Cigarettes After Sex’s self-titled album is ‘sweet’

Image courtesy of deepskyobject via Wikimedia Commons.

Driving through the windy roads of my hometown in Florida, I found myself lost in avenues of thought. Windows down, the breeze rushing through my blonde hair, I decided to revisit Cigarettes After Sex’s slow, romantic self-titled album. I hit play on “Sweet,” and my car sound system blared the moody, magnetic bass, transporting me back to the summer of 2017 when this album was first released. Back in the year of oversaturated Instagram photos and Ed Sheeran songs on the radio, I reminisced on how naive 14-year-old me was. As I hummed the soft melody, I was reminded of my eagerness to explore what high school had to offer. In the same way that lead singer Greg Gonzalez employs a sentimental feeling with his words, the album leaves me feeling nostalgic and hopeful for the future all at once.

My rediscovery of this ethereal album was similar to my ever-evolving discovery of myself in college. The leisurely and melancholic tempo, coupled with Gonzalez’s hypnotic voice, immediately draws the listener into a faintly lit bar, clouded by delicate smoke, where it encourages you to ponder upon lost love affairs while sitting on a barstool. This ambiance is achieved by both their music and band title. With an upcoming North American tour on the way, I’m left wondering if the band’s self-titled album will sweep the setlist in the same way it swept the dream-pop teenagers of 2017. 

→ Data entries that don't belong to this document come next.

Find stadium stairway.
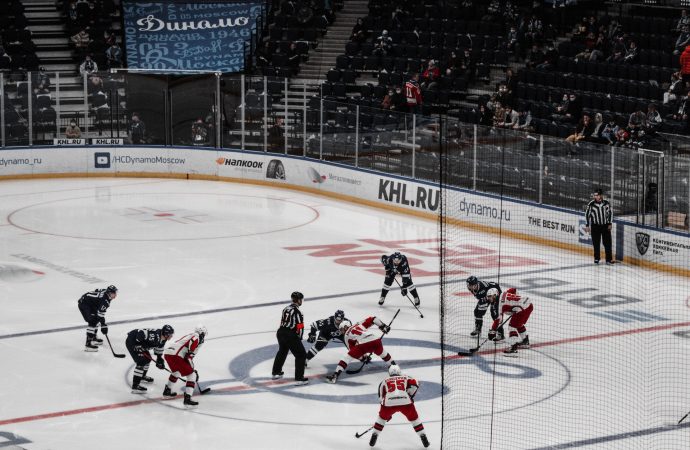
[299,0,369,80]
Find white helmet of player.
[388,364,402,377]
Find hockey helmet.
[467,275,479,292]
[486,288,498,299]
[388,364,402,377]
[338,319,352,334]
[194,325,208,343]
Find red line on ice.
[0,322,690,426]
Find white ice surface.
[0,179,690,450]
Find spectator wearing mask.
[79,55,98,77]
[105,42,122,69]
[65,120,81,139]
[664,72,683,105]
[565,114,594,143]
[422,59,441,89]
[673,25,690,55]
[680,45,690,83]
[644,103,664,135]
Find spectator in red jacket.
[680,45,690,83]
[405,73,422,114]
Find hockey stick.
[103,334,125,358]
[393,278,424,319]
[355,427,374,439]
[345,308,400,375]
[458,314,513,356]
[142,352,211,395]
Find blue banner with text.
[123,0,262,72]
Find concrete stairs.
[299,0,369,80]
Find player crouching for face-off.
[486,288,534,356]
[163,326,207,406]
[326,317,395,383]
[125,325,175,394]
[369,365,429,447]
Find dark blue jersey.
[127,328,167,355]
[309,316,347,341]
[381,255,410,275]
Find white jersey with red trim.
[344,317,384,349]
[491,288,532,330]
[379,375,419,406]
[164,333,201,359]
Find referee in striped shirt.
[585,189,613,264]
[272,291,309,385]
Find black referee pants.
[272,327,307,380]
[592,225,613,262]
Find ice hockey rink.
[0,178,690,450]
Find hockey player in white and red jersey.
[486,288,534,356]
[326,316,395,383]
[369,365,429,447]
[163,326,207,406]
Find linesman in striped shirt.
[272,291,309,385]
[585,189,613,264]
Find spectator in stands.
[268,117,285,151]
[65,120,81,139]
[0,45,12,70]
[680,45,690,83]
[128,112,146,145]
[673,25,690,55]
[287,42,302,73]
[391,86,407,111]
[628,110,647,135]
[192,117,208,145]
[601,116,618,145]
[350,18,367,43]
[405,73,422,114]
[381,89,395,109]
[422,59,441,89]
[585,113,606,144]
[79,55,98,78]
[644,103,664,136]
[513,110,534,133]
[105,42,122,69]
[676,9,690,31]
[498,105,520,128]
[664,72,684,105]
[623,41,639,64]
[526,44,545,69]
[565,114,594,143]
[70,27,91,54]
[372,30,393,56]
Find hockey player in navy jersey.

The entire album tells the story of Gonzalez’s infatuation with a woman named Kristen and how their relationship slowly shifted from casual to significant. The opening track “K.” not only symbolizes Kristen’s initial, but also the cold abbreviation of “OK.” The song is dedicated to her and details their origin story as it sets up the album. Gonzalez describes Kristen as a muse who inspires his artistic endeavors, making him yearn for her attention more. The song ends on a note that is equivalent to an ellipsis: “Stay with me/ I don’t want you to leave…” The vocals come to a whisper as the guitar takes over, leaving the audience wondering if Kristen felt the same as our lead singer or if the title hints to a rejection.

Gonzalez consistently uses imagery to paint pictures of the landscape he is creating with the album’s sound. In “Apocalypse,” he opens the story equating the end of the world to the painful conclusion of his new lover’s previous relationships. Even though each has ended in a tragic heartbreak, she should find peace with him and start anew. Mixing both sensuality and melancholy, the band creates an atmosphere of sorrow that leaves the listener at peace rather than in tears. Gonzalez cleverly states, “You leapt from crumbling bridges watching cityscapes turn to dust.”

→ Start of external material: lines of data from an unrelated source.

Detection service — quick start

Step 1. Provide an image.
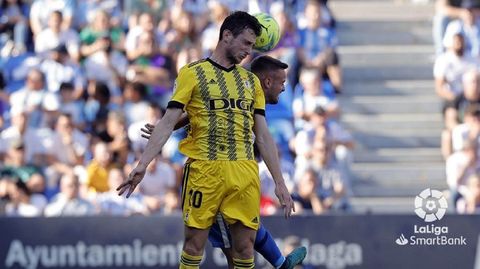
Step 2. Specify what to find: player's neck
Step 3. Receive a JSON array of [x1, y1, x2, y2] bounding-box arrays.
[[208, 51, 235, 69]]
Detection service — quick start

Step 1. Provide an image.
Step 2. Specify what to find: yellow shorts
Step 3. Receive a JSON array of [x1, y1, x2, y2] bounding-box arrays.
[[182, 160, 260, 230]]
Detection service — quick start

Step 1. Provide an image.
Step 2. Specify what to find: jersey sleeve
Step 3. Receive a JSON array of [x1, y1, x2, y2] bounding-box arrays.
[[253, 76, 265, 116], [167, 67, 196, 109]]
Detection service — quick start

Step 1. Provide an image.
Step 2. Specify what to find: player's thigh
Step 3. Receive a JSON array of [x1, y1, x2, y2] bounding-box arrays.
[[183, 226, 208, 256], [230, 222, 257, 259], [182, 160, 224, 229], [208, 214, 232, 249], [220, 161, 260, 230]]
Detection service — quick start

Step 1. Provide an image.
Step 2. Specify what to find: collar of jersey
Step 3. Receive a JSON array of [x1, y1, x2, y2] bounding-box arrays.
[[207, 58, 235, 72]]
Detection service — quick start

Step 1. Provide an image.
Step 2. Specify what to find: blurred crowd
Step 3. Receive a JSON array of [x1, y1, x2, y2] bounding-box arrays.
[[433, 0, 480, 214], [0, 0, 352, 216]]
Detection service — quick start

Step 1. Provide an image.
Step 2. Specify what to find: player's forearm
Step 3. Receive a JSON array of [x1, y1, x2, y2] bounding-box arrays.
[[255, 132, 285, 185], [138, 109, 181, 167]]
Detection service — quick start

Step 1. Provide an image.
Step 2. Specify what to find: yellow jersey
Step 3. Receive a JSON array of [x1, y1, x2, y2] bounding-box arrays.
[[168, 58, 265, 161]]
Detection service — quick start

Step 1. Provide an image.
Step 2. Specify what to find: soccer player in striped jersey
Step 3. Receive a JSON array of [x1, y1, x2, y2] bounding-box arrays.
[[118, 11, 294, 268]]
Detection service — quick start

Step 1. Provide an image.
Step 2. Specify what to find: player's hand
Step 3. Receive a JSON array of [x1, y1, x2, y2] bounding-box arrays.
[[117, 165, 147, 198], [275, 183, 295, 218], [140, 123, 155, 139]]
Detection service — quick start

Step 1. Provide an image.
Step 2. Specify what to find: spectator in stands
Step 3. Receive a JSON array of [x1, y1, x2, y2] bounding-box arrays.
[[457, 173, 480, 214], [86, 142, 113, 193], [268, 2, 298, 85], [83, 80, 112, 135], [258, 150, 295, 215], [1, 112, 43, 163], [35, 10, 80, 62], [80, 10, 125, 57], [95, 168, 149, 216], [75, 0, 123, 29], [127, 32, 175, 106], [0, 178, 47, 217], [451, 102, 480, 152], [292, 68, 340, 129], [433, 22, 479, 104], [298, 0, 342, 92], [0, 139, 45, 193], [59, 82, 86, 127], [0, 0, 27, 55], [125, 12, 165, 61], [446, 139, 480, 207], [30, 0, 75, 37], [202, 0, 230, 57], [122, 82, 148, 126], [165, 8, 202, 71], [123, 0, 168, 29], [46, 113, 89, 196], [441, 69, 480, 159], [292, 169, 325, 215], [40, 44, 85, 94], [294, 106, 355, 176], [309, 139, 350, 211], [10, 69, 56, 127], [83, 28, 128, 98], [433, 0, 478, 56], [140, 156, 178, 213], [128, 102, 164, 157], [93, 111, 130, 166], [45, 173, 96, 217]]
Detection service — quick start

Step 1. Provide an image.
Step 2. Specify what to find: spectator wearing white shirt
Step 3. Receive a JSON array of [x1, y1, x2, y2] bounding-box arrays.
[[125, 12, 164, 61], [35, 11, 80, 62], [446, 137, 480, 206], [433, 22, 479, 102], [95, 168, 149, 216], [45, 113, 89, 196], [40, 44, 85, 96], [30, 0, 75, 36], [10, 69, 55, 127], [45, 173, 96, 217], [292, 68, 339, 129]]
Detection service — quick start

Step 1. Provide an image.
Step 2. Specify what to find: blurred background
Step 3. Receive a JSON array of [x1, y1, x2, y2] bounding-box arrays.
[[0, 0, 480, 269]]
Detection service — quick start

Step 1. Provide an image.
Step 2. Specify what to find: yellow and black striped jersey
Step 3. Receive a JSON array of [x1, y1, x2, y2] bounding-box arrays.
[[168, 58, 265, 160]]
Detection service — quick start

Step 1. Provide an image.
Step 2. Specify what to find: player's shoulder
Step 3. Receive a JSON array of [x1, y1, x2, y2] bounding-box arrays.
[[186, 59, 207, 68]]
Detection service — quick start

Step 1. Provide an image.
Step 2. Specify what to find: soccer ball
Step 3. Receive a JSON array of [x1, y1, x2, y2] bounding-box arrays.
[[253, 13, 280, 52]]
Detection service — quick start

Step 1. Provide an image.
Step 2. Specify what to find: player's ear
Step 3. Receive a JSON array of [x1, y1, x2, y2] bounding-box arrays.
[[264, 76, 272, 88], [222, 29, 233, 43]]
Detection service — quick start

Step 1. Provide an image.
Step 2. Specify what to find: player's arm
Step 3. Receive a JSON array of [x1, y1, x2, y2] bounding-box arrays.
[[140, 113, 190, 139], [117, 108, 183, 198], [254, 114, 295, 217]]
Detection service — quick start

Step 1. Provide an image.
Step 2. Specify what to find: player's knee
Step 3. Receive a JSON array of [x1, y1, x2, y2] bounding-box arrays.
[[183, 228, 205, 256], [233, 234, 255, 259]]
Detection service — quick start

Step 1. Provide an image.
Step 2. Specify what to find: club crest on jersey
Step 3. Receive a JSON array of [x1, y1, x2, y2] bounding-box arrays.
[[210, 98, 253, 111], [243, 80, 252, 88]]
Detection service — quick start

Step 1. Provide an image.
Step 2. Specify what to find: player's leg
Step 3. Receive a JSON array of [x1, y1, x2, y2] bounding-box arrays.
[[230, 222, 257, 269], [180, 226, 208, 269], [208, 214, 233, 269], [220, 160, 260, 268], [180, 161, 223, 268], [254, 224, 307, 269]]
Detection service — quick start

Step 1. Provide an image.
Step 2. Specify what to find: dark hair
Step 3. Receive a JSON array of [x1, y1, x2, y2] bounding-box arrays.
[[219, 11, 262, 40], [250, 55, 288, 74], [93, 81, 110, 104], [59, 82, 74, 91], [50, 10, 63, 20], [130, 82, 148, 99]]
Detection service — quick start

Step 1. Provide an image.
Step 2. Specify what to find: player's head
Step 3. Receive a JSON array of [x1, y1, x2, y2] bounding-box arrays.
[[250, 55, 288, 104], [219, 11, 262, 64]]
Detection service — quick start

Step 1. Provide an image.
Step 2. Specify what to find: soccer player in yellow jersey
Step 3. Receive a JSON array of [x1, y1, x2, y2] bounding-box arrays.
[[118, 11, 293, 268]]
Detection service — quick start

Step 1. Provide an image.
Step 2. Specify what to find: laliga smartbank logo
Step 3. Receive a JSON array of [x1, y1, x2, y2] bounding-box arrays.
[[415, 189, 448, 222], [395, 189, 467, 246]]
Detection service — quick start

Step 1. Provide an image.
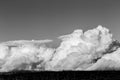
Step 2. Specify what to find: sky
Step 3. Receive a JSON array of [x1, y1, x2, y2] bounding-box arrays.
[[0, 0, 120, 42]]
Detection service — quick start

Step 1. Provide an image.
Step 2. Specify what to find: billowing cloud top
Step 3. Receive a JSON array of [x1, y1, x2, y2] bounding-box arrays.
[[0, 25, 119, 71]]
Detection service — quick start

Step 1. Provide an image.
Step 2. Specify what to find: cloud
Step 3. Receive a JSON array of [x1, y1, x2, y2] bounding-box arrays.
[[0, 25, 119, 71]]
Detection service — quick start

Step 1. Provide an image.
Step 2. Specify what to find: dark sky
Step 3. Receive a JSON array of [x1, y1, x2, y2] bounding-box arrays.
[[0, 0, 120, 42]]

He later continues this narrative in “Each Time You Fall In Love” as he reminisces on the pitfalls of his past relationships, seemingly contradicting the optimistic statements made in “Apocalypse.” But much like young love itself, the album is full of flaws that add an unfinished, personal touch to each song. It feels as if the listener has opened Gonzalez’s diary and flipped through the pages, delving deep into his innermost thoughts. Although the album’s core motif is romance, its genre is far from that of corny love songs. Instead, the solemn themes seep into an intoxicating atmosphere with biting lyrics that transport the listener to a gray afternoon, locked away in your room. 

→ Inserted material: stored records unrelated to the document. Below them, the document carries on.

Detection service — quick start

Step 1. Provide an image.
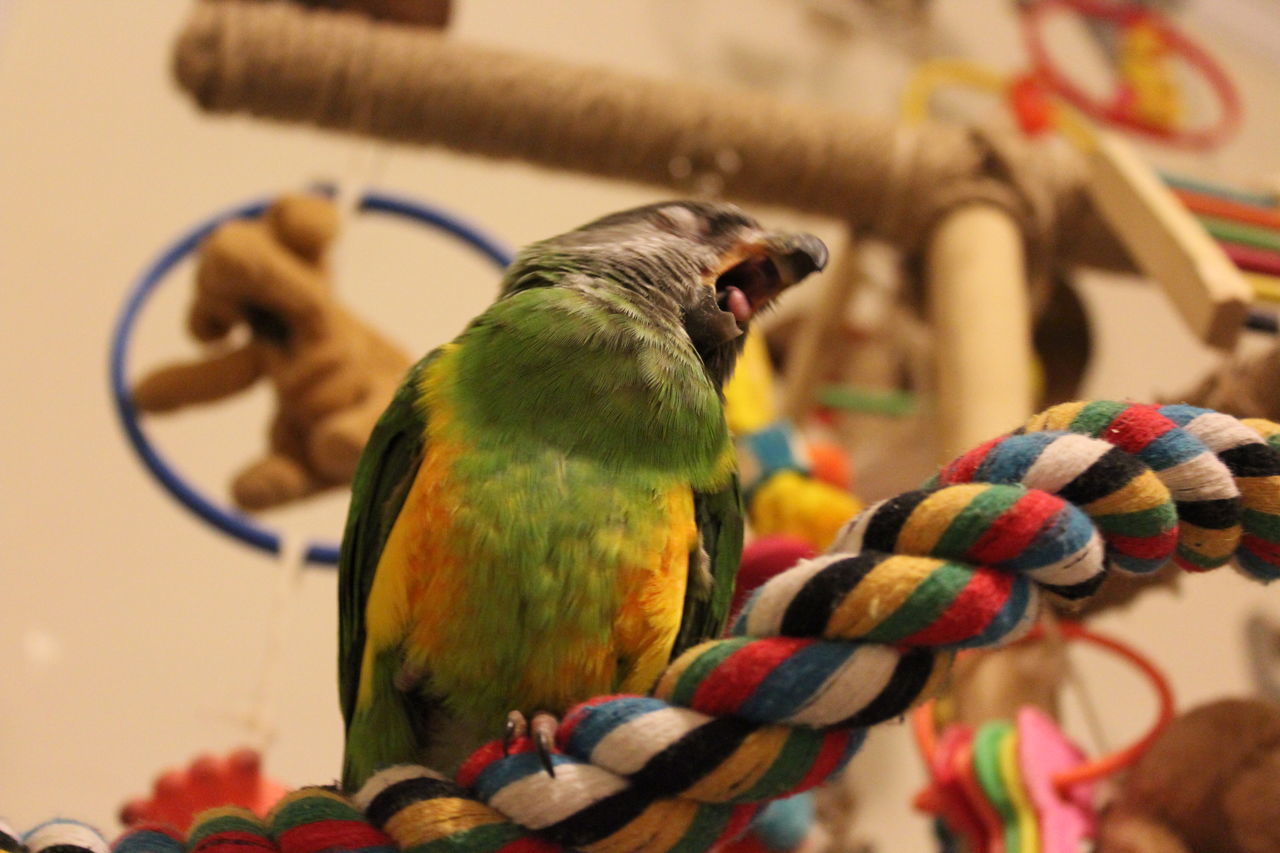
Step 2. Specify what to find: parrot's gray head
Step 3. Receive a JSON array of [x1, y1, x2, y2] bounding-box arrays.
[[506, 201, 827, 384]]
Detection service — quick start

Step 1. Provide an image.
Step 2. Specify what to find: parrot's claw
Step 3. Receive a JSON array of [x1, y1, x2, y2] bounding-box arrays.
[[502, 711, 559, 779], [529, 711, 559, 779], [502, 711, 529, 756]]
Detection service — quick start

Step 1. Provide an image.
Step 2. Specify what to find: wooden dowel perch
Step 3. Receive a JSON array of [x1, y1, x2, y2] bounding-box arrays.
[[925, 204, 1036, 461]]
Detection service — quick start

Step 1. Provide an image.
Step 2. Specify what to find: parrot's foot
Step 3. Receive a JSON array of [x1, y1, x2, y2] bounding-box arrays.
[[502, 711, 559, 779]]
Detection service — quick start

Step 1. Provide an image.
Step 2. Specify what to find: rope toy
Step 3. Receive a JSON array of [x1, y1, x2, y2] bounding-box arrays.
[[12, 402, 1280, 853]]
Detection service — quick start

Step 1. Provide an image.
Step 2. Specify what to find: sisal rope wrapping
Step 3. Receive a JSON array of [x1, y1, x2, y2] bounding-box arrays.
[[28, 402, 1280, 853], [167, 0, 1132, 269]]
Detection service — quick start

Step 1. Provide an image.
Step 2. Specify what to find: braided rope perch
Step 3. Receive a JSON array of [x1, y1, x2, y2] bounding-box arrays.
[[12, 402, 1280, 853]]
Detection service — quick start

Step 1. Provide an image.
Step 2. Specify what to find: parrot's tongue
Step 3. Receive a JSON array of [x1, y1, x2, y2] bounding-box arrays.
[[724, 286, 755, 324], [716, 256, 786, 325]]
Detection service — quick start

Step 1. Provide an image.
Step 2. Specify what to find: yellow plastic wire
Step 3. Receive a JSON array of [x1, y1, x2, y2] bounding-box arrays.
[[900, 56, 1096, 151], [1244, 273, 1280, 302]]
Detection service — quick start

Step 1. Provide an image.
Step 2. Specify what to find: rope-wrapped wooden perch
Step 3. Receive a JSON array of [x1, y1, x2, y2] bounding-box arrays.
[[174, 0, 1128, 268]]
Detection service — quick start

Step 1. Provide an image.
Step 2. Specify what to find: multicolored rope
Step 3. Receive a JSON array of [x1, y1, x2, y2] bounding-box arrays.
[[12, 402, 1280, 853]]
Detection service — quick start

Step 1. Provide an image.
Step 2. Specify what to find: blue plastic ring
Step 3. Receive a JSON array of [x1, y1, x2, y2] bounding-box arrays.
[[110, 192, 512, 566]]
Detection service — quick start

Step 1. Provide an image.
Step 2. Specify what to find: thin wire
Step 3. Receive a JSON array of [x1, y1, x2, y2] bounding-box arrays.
[[109, 191, 511, 566]]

The entire album is sonically cohesive, and each of the songs melodically blends into the next—so much so that the listener is left wondering when the previous song ended and the new one began. You could easily put the record on shuffle to fall asleep to, or press play in your headphones and drown out the world around you. Front to back, “Cigarettes After Sex” allures listeners everywhere with an ambient, dream-like hit.